By the way, do note that some lenders may not be willing to give you unsecured loans if they are unable to determine your creditworthiness. So they will only offer you lower loan amounts or provide secured loans. These days and like in more maturing economies, its possible to get loans for people with bad credit as well. These obviously come with their own risk-mitigating and at times, stricter terms and conditions. But then you need to give it to the lenders as they are taking a risk by lending to people who do not have acceptable credit track records. And then, there is another option that is gaining popularity these days with people with no credit history: Credit Cards against Fixed Deposits.

That being said, for lenders to provide you with an unsecured loan without any collateral, they need to know your creditworthiness. Therefore, before you start applying for such unsecured loans, there are few things to understand. When you apply for personal loan, the lender would want to be confident about your repayment capacity. These lenders measure your repayment capacity based on various factors. They are as follows:

  • Credit Score: Your credit score or as it is also known as CIBIL score is a summary of your credit history. This score is an indicator of your timely payment of past debts. This score helps the lenders to predict how likely it is for you to repay the loan. A good credit score can also help you secure a low-interest rate and a higher loan amount as well.
  • Monthly Income: Lenders would want to know how much you earn monthly or annually to gauge whether or not you can repay the loan comfortably or not. They would also be interested in knowing how secure is your income and whether its plain salary based on fluctuating business income.
  • Debt-to-Income Ratio: The Debt-to-income ratio is a percentage of all your monthly debt payments divided by the gross monthly income. This is also one of the criteria that lenders measure to understand your repaying ability. Here, the gross monthly income is the one without any taxes deduction or any other type of deductions. The higher the ratio, the lesser chances of getting an unsecured loan and vice versa. In general, its assumed that 40-50% is the upper limit for this. Beyond that, its understood the borrower will have difficulties repaying the debts on time given his other expenses would also be there.

So what should you do?

The very first thing to ensure is to not take loans or credit card debt for unnecessary and discretionary things and if you are unable to pay for them immediately. Being reckless about spending just because you have easy access to credit can put you in debt spiral and in big financial problems (you need to understand what is your need vs. wants). Assuming the expense is genuine, necessary and must be incurred, and the choice must be made between a credit card and personal loans, the choice would depend on your cashflows, how quickly you need the money and the amount of money you need.

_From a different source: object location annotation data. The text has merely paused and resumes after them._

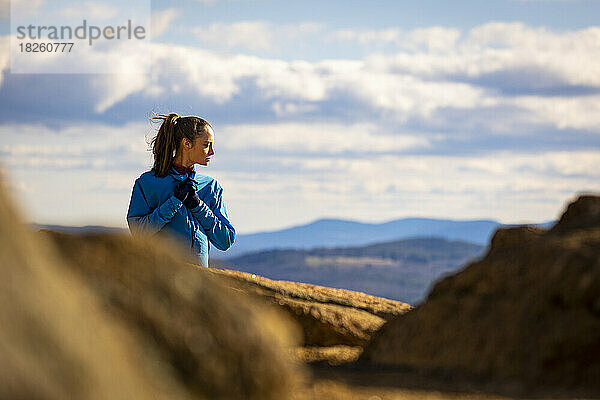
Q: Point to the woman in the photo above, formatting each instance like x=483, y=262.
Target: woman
x=172, y=199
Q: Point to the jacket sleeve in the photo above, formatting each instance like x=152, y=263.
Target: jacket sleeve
x=215, y=222
x=143, y=220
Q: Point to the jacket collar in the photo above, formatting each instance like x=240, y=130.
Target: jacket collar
x=179, y=176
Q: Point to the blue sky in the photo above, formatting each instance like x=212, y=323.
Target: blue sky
x=361, y=110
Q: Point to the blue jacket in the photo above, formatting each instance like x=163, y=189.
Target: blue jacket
x=154, y=209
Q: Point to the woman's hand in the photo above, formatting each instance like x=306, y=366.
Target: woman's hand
x=192, y=200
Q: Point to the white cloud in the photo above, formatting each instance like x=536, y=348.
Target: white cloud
x=435, y=38
x=276, y=175
x=316, y=138
x=252, y=35
x=98, y=10
x=162, y=20
x=450, y=71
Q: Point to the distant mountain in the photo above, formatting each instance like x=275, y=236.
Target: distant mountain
x=337, y=232
x=400, y=270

A credit card is better for smaller amounts that you can easily repay in a few weeks. But if the amount required is big and you can only repay it over the next few months or years, then taking a personal loan is advisable.

But it must be said that more and more young people are joining the workforce in India and there is an increase in digitization-assisted lending channels, there is an increasing trend among borrowers to opt for unsecured borrowings without hesitation. These unsecured loans or borrowing are loans given without collaterals and comprise personal loans, credit card borrowings, etc.

As a borrower, you should not be influenced by trends and only borrow when you genuinely need money. Remember, that because personal loans are unsecured loans, it means that these loans are not backed by any assets. And hence, rates will be high. So better to borrow only the minimum possible amount that you actually require and have the ability to repay quickly.